立ち直るのに、どれほどの時間が必要だったか。


胸の奥に、冷たいものが広がる。

それでも、表情は崩さない。

「……彼女って?」

だから、わざとわずかに惚けてみせる。

テリィの視線が、静かに揺れる。

アーチーはわざと今思い出したような声で言う。

「……ああ。
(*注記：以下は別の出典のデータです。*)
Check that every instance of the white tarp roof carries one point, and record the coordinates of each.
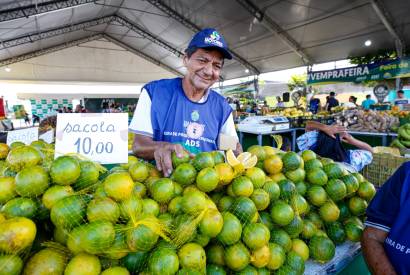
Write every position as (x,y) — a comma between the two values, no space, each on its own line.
(265,35)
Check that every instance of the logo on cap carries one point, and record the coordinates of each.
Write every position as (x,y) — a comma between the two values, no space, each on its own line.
(214,39)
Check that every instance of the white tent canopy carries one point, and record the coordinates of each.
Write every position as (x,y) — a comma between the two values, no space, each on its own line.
(85,39)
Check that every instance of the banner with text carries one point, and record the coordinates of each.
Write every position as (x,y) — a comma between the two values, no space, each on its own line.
(101,137)
(398,68)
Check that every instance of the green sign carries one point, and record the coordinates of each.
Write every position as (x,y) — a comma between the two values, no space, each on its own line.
(398,68)
(19,111)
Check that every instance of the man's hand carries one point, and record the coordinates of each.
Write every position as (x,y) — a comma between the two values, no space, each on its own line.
(334,129)
(162,156)
(346,137)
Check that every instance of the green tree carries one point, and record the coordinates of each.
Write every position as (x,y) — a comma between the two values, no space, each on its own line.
(297,81)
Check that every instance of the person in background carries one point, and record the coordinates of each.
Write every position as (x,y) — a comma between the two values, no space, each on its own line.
(314,104)
(80,109)
(26,118)
(351,103)
(327,141)
(386,236)
(254,109)
(280,103)
(36,119)
(368,102)
(265,108)
(185,114)
(105,108)
(401,99)
(332,102)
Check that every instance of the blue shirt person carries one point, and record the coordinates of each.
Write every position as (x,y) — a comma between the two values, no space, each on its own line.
(386,238)
(173,115)
(368,102)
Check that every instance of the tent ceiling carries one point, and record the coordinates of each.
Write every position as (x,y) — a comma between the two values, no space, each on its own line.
(265,35)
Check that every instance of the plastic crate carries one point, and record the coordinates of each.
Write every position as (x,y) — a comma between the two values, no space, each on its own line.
(382,167)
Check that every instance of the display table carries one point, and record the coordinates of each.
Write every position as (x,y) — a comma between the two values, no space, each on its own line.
(383,136)
(262,133)
(293,131)
(344,256)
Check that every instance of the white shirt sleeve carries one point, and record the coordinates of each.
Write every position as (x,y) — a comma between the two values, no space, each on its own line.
(229,127)
(141,121)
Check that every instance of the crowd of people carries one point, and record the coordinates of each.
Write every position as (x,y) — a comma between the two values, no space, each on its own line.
(331,102)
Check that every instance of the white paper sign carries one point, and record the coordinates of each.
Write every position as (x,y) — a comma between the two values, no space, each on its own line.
(101,137)
(27,135)
(48,136)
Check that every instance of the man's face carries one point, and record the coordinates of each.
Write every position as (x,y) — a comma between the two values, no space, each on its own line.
(203,68)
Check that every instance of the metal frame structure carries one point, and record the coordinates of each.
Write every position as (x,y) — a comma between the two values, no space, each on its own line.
(192,26)
(144,33)
(18,10)
(36,36)
(40,8)
(385,17)
(276,29)
(52,49)
(141,54)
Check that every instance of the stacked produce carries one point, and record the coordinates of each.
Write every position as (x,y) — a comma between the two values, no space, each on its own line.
(366,121)
(403,139)
(263,211)
(291,112)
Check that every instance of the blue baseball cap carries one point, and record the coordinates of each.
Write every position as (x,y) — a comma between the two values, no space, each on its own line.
(210,38)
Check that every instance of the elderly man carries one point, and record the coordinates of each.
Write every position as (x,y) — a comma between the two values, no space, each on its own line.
(386,238)
(179,114)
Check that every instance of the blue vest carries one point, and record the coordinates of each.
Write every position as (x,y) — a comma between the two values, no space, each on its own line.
(389,211)
(177,119)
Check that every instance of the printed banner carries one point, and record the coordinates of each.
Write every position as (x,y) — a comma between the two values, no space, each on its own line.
(398,68)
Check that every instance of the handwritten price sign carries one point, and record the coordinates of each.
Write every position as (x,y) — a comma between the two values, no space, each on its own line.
(26,136)
(99,137)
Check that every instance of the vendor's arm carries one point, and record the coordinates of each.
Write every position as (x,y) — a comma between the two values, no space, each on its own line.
(229,129)
(144,146)
(346,137)
(373,251)
(381,215)
(329,130)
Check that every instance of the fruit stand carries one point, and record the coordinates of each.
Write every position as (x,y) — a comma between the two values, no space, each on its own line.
(262,211)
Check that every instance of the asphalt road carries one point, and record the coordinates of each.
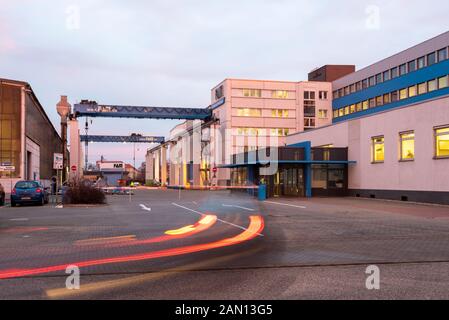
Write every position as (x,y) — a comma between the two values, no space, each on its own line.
(165,244)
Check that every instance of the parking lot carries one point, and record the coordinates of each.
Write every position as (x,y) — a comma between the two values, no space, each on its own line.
(167,244)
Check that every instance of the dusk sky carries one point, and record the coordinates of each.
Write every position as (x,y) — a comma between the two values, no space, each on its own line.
(171,53)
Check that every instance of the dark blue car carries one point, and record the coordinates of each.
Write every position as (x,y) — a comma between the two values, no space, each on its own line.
(29,192)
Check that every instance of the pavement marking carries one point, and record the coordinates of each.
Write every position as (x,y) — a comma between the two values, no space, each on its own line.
(226,222)
(100,286)
(233,206)
(145,207)
(286,204)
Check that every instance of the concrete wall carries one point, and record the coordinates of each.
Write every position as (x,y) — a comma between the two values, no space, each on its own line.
(423,174)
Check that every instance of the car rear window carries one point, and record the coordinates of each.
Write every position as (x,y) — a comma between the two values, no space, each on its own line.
(27,185)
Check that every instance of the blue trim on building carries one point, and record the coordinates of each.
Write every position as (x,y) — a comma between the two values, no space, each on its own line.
(422,75)
(393,105)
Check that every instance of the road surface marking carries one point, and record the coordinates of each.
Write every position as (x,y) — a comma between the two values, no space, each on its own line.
(100,286)
(145,207)
(233,206)
(226,222)
(286,204)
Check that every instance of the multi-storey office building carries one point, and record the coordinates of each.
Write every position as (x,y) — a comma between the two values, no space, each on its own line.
(393,116)
(255,114)
(28,139)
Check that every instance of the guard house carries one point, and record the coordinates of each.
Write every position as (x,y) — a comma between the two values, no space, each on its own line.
(300,170)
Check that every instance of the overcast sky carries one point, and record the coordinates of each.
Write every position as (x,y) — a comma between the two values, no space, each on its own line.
(171,53)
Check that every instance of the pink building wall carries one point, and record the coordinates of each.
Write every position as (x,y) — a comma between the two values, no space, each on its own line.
(423,174)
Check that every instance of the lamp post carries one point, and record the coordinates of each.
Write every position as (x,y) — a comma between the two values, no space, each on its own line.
(64,109)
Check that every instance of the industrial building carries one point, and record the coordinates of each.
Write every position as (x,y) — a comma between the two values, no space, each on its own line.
(28,140)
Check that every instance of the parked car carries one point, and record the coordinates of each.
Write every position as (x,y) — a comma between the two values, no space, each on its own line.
(28,192)
(2,195)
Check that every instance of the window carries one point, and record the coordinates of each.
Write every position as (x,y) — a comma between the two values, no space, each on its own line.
(442,82)
(309,122)
(431,59)
(394,73)
(365,84)
(432,85)
(402,69)
(309,95)
(412,66)
(412,91)
(407,143)
(248,112)
(365,105)
(422,88)
(322,114)
(379,101)
(403,94)
(379,78)
(394,96)
(279,113)
(442,55)
(378,145)
(255,93)
(442,142)
(421,62)
(279,94)
(323,95)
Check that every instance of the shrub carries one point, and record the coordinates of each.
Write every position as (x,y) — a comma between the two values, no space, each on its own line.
(82,192)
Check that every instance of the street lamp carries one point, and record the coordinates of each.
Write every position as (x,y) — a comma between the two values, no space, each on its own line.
(64,109)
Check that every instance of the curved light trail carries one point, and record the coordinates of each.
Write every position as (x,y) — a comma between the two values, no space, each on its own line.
(255,227)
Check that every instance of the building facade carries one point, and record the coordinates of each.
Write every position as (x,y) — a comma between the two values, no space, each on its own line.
(28,140)
(393,117)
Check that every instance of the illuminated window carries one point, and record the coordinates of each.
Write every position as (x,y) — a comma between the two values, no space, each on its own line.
(323,95)
(279,113)
(407,143)
(422,88)
(442,142)
(442,82)
(432,85)
(421,62)
(322,114)
(412,91)
(279,94)
(365,105)
(403,94)
(379,101)
(378,145)
(254,93)
(249,112)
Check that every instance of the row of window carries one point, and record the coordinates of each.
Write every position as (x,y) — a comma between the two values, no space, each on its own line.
(395,72)
(283,94)
(394,96)
(277,132)
(407,145)
(281,113)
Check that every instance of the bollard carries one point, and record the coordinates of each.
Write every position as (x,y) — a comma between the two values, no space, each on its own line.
(262,192)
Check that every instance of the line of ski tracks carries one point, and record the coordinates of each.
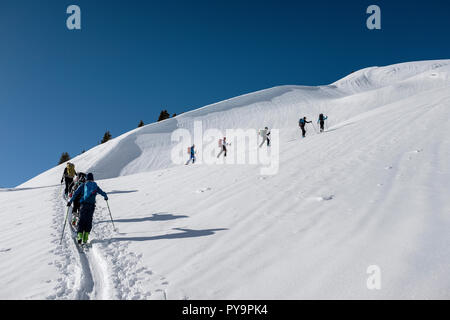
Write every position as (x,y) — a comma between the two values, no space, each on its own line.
(106,271)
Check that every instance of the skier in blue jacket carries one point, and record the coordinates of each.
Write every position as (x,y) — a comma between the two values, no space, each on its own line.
(321,121)
(87,192)
(192,154)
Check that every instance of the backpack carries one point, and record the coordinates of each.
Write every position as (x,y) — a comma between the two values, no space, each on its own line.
(90,189)
(71,170)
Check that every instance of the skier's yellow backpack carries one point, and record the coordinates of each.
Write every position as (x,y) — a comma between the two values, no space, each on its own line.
(71,170)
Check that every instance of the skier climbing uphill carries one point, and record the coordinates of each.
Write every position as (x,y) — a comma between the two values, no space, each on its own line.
(68,175)
(88,192)
(223,144)
(321,121)
(265,133)
(302,123)
(191,151)
(79,180)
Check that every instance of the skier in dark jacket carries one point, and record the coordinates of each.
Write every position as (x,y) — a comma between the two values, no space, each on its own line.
(68,175)
(88,192)
(321,121)
(302,123)
(79,180)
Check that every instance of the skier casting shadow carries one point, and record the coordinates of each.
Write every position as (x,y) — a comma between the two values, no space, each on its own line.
(265,133)
(192,152)
(88,192)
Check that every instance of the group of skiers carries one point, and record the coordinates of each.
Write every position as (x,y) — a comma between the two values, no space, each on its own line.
(81,191)
(264,133)
(321,121)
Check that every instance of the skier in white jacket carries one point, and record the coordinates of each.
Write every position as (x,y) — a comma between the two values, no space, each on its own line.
(265,135)
(223,145)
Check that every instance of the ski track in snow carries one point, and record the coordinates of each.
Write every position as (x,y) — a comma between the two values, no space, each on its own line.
(107,270)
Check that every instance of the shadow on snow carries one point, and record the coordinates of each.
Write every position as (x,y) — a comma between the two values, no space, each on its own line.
(185,233)
(155,217)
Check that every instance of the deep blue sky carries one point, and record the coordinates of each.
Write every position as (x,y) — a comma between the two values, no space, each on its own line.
(60,90)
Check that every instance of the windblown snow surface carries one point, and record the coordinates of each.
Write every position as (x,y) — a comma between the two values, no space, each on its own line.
(372,190)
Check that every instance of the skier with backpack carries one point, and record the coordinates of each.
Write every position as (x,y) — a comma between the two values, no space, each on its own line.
(68,175)
(192,152)
(87,192)
(265,133)
(302,123)
(223,144)
(321,121)
(79,180)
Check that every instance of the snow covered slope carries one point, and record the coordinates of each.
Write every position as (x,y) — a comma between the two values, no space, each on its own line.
(372,190)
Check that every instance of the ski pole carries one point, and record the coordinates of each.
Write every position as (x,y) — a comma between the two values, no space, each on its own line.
(110,215)
(64,227)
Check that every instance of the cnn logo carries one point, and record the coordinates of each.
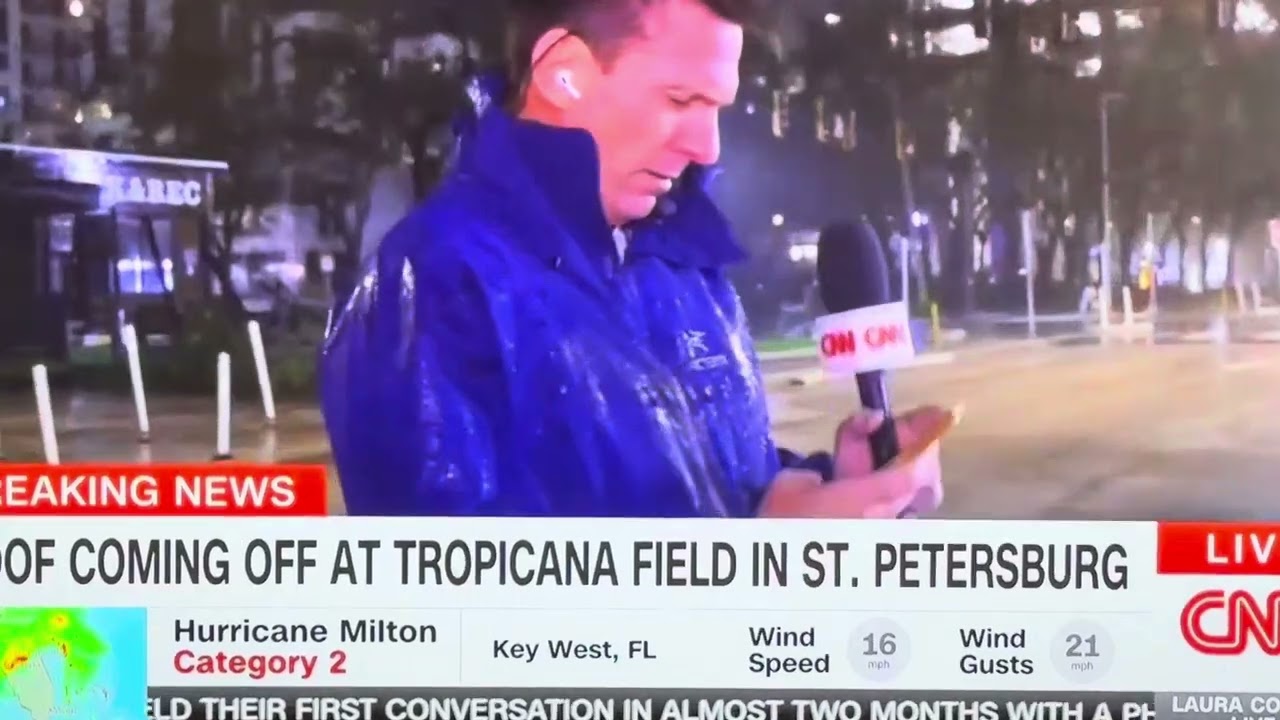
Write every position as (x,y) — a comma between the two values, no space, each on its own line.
(874,337)
(1223,623)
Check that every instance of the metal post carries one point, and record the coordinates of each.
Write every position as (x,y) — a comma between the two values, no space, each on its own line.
(1028,227)
(1157,255)
(904,249)
(1105,258)
(904,163)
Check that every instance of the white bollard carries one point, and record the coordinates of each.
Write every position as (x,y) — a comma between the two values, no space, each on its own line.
(223,449)
(264,377)
(140,393)
(45,413)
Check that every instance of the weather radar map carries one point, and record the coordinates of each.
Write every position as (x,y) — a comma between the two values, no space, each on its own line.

元気だよ。彼女はいつだって元気だからな」

「……幸せ……なんだな?」

声は落ち着いている。

だが、その奥に、祈るようなものが滲んでいる。


一瞬、アーチーはためらった。

幸せだ、と言えばいい。それでいいはずだ。


「……ああ。幸せに暮らしているよ」

テリィの表情が、ほんのわずかに緩む。

安堵だ。でも、祝福している顔ではない。確かめている顔だ。

その顔を見た瞬間、アーチーの内側に、抑えていた感情が波打った。

ふいに、試すような衝動が芽生える。


どこまで耐えられるのか。どんな顔をするのか。


気づけば、言葉が先に出ていた。

「ちなみに……結婚して、子どももいる。穏やかに暮らしてるよ」

ほんのわずか、沈黙。

テリィの指先が、かすかに強張った。

「……そうか」

声は崩れない。だが、視線が一瞬だけ落ちる。

「……本当に?」

低く、確かめるように。

「ああ。本当さ」

今度は長い沈黙だった。

テリィはゆっくりと息を吐き、かすかに笑った。

「……それなら、良かった」

だがその笑みは、たしかに祝福の色ではない。

何かを、自分に言い聞かせる色だった。


そしてアーチーは、自分の胸の奥が、ひやりと凍りつくのを感じていた。